The other evening I was at a board meeting and was asked what are the two biggest problems facing community associations. I thought about it for a few moments and the first thing that came to mind was deferred maintenance. Although community association living is a relatively new concept in comparison to the age of our country, however, a number of associations are 20 to 30 years old or older. In addition, as you are aware, if you live in a conversion building, the association may be relatively new but the building is old. As the buildings get older, the more maintenance is required at greater expense.

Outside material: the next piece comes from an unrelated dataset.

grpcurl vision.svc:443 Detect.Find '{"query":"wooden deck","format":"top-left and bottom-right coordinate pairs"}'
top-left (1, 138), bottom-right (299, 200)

We have noticed a trend that the Board of Directors of the late 80’s and early 90’s do not believe it necessary to establish suitable reserve account funding for maintenance, repairs and/or replacements to the buildings. Due to this, a number of associations are now forced to enact large special assessments as well as obtain loans to fund this work. When I started in this business 12 years ago, loans for the associations were uncommon with very few banks provided such loans. Now loans are extremely common.

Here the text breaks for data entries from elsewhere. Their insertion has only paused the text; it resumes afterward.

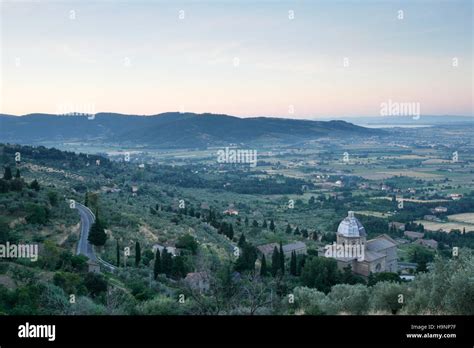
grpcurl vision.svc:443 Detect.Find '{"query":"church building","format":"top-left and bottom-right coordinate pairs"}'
top-left (329, 211), bottom-right (398, 277)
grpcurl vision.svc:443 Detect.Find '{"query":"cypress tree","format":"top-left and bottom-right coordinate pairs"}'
top-left (367, 273), bottom-right (375, 286)
top-left (219, 222), bottom-right (227, 235)
top-left (15, 169), bottom-right (20, 179)
top-left (171, 255), bottom-right (187, 279)
top-left (3, 167), bottom-right (12, 180)
top-left (153, 248), bottom-right (162, 279)
top-left (252, 220), bottom-right (259, 228)
top-left (116, 239), bottom-right (120, 266)
top-left (228, 224), bottom-right (234, 240)
top-left (297, 256), bottom-right (305, 276)
top-left (235, 242), bottom-right (257, 273)
top-left (286, 223), bottom-right (292, 234)
top-left (88, 210), bottom-right (107, 246)
top-left (260, 254), bottom-right (268, 276)
top-left (270, 219), bottom-right (275, 231)
top-left (161, 247), bottom-right (168, 274)
top-left (294, 226), bottom-right (300, 235)
top-left (135, 241), bottom-right (141, 267)
top-left (290, 251), bottom-right (297, 276)
top-left (342, 265), bottom-right (354, 283)
top-left (161, 247), bottom-right (173, 276)
top-left (279, 241), bottom-right (285, 274)
top-left (85, 192), bottom-right (89, 207)
top-left (30, 179), bottom-right (40, 191)
top-left (262, 220), bottom-right (268, 228)
top-left (238, 233), bottom-right (246, 248)
top-left (88, 221), bottom-right (107, 246)
top-left (271, 247), bottom-right (279, 276)
top-left (244, 217), bottom-right (249, 226)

In order to protect against special assessments and loans, boards need to be more pro-active in establishing a reserve account. As you should be aware, Illinois law requires that all condominium associations have a reasonable reserve account. If you reside in a non-condominium association such as a townhouse or homeowners association, your declaration will most likely require this as well.

The second problem that I have noticed is civility among the owners. Meetings are more contentious; managers and board members are not treated with common courtesy.

We would like to remind everyone that each owner has a shared interest in the community. Owners and board members, as well, need to remember that homeowners have a substantial investment in the property. Common sense prevails that if each owner treats the other with civility and courtesy, the association will be a far better place to live.